In 2005, Nicole Krauss published a book called The History of Love, which quickly became one of my all time most adored pieces of writing. My husband read it also and, even more astonishingly, he liked it: one of the 4.5 novels in the world the merit of which we have ever agreed on. The book focuses on a cracker of a character – old, Jewish, lonely – a man waiting for the Grim Reaper to claim him. It begins: ‘When they write my obituary. Tomorrow. Or the next day. It will say, LEO GURSKY IS SURVIVED BY AN APARTMENT FULL OF S**T.’
We both seized upon the name instantly, not for a death but for a birth. During the middle ten or so weeks of my pregnancy, a time when I must have been flushed with feel-good hormones and delusions of grandeur, I was sure that we would call this child Leopold, the full, hefty name of Krauss’s protagonist. By the end, though, we simmered down, settling happily on Leo itself: short, strong, charismatic. Just like our son. Number 43 in the UK that year; didn’t make the top 100 in the US.
In 1994, the TV show Friends took America by storm. One of the six 20-somethings the program revolved around was an uber-quirky blonde named Phoebe, whom our Phoebe was named in spite of, not after. When we were expecting baby number one – and baby number two, for that matter – Phoebe was a chronic runner-up to Zoe. Then we had two boys. Then life took over and we got close to a lovely couple who had the gall to name their own kid Zoe well before we knew them. When I became pregnant again, Phoebe moved into pole position.

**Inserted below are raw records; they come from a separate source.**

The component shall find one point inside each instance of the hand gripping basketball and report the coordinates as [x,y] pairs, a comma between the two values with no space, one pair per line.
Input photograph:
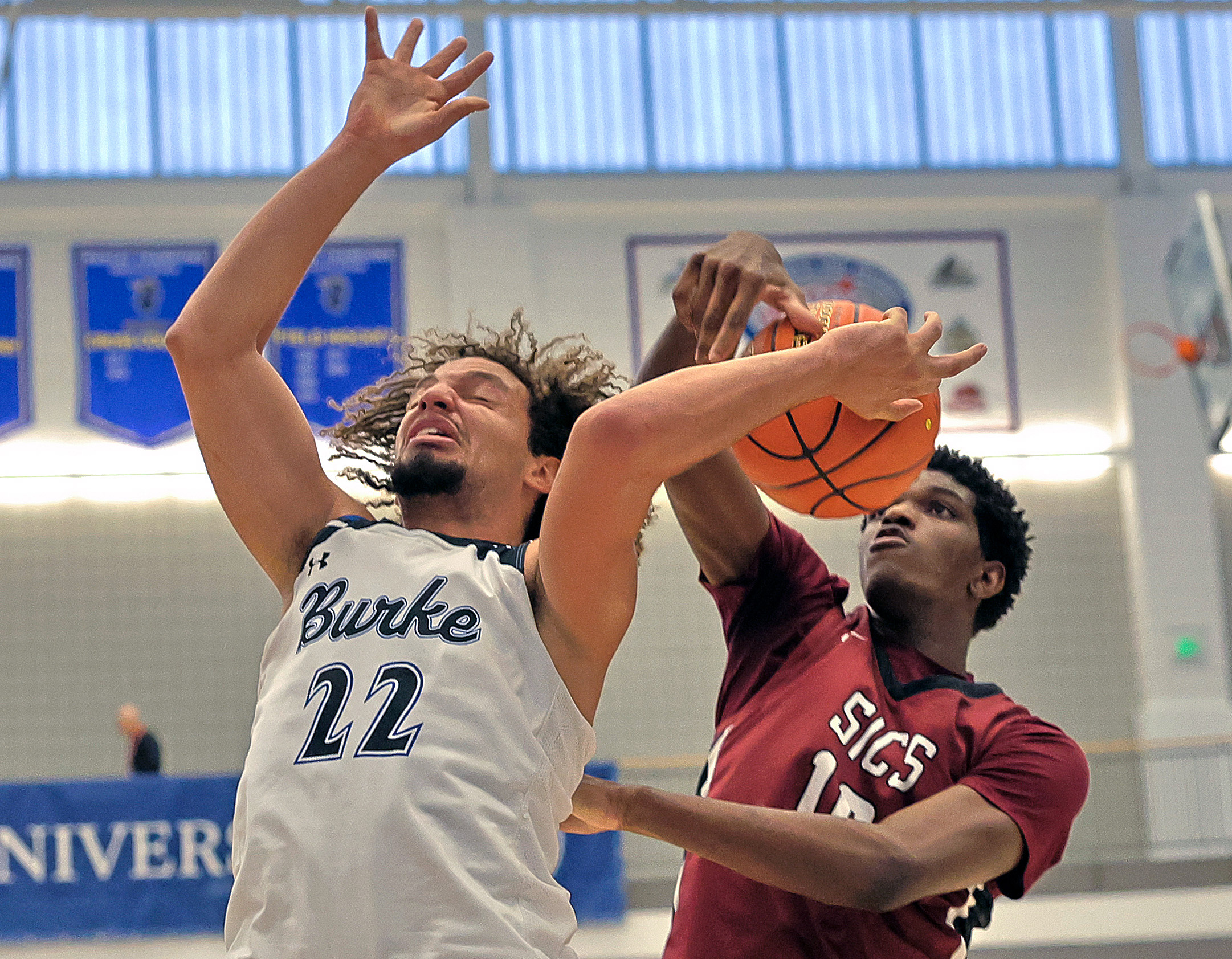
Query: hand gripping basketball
[823,458]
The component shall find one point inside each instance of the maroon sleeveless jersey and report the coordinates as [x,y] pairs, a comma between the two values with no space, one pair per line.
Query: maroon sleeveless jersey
[814,715]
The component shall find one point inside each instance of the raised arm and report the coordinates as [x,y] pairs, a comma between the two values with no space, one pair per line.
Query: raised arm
[719,509]
[256,444]
[622,449]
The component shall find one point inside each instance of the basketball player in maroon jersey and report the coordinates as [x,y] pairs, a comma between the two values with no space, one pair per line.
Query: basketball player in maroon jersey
[941,790]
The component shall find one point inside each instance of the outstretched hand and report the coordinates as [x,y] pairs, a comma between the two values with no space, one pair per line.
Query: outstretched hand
[878,364]
[720,288]
[598,806]
[399,109]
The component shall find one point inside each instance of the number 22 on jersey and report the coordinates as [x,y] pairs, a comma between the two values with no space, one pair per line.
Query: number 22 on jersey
[386,736]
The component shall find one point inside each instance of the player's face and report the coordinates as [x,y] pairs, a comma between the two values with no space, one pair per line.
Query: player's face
[923,549]
[472,414]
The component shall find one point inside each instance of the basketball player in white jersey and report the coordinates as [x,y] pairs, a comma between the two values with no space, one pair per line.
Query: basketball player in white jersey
[424,704]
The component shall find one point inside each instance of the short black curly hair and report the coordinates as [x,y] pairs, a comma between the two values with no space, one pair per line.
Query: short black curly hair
[1003,530]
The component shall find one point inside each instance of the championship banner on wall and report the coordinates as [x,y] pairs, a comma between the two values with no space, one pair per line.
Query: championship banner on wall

The first two times we were contemplating it – in 2005 and 2007 – the Friends reference was still strong. By 2011, it was much less so. Thank goodness for that because Phoebe is too sophisticated and classically poignant a name to be forever shackled with an association to Lisa Kudrow’s bizarre alter ego. It is Greek in origin, which is my period, and it means ‘radiant’ or ‘shining’. The spelling makes it sultry almost. It is related to Phoebus Apollo, one of my favorite members of the Greek pantheon, the god of light, of music and of so much else that is beautiful. Apollo is a twin (no, we didn’t consider Artemis), as is the Phoebe from Friends (no, we never considered Ursula), as is our Phoebe. Twin names, even more so than sibling names, cannot be chosen in isolation. Number 34 in the UK; outside of the top 100 in the US.
Which brings us to Jasper. A wasp, a gemstone, the name of the don who taught me Homer inside the cobblestones of Balliol College – a scene which perhaps best captures its connotation. To the British ear, Jasper sounds posh, a bit pretentious, fluffy even. The word for him might be ‘toff’. I’m pretty sure my in-laws winced when we told them. To the American ear, however, it is fun and fresh.
This was the hardest moniker for us to agree on, the third boy, the best names already gone. In another life, Jasper would have been Eli or maybe Ezra, but he is one of a set and, paired with Phoebe, we wanted a less prevalent vowel sound. Jasper was the only one of the four names that was really my choice alone. My husband conceded it to me, probably because by the fourth round he was just too worn down to put up a fight. In 2011, Jasper didn’t make either the UK or US top 100.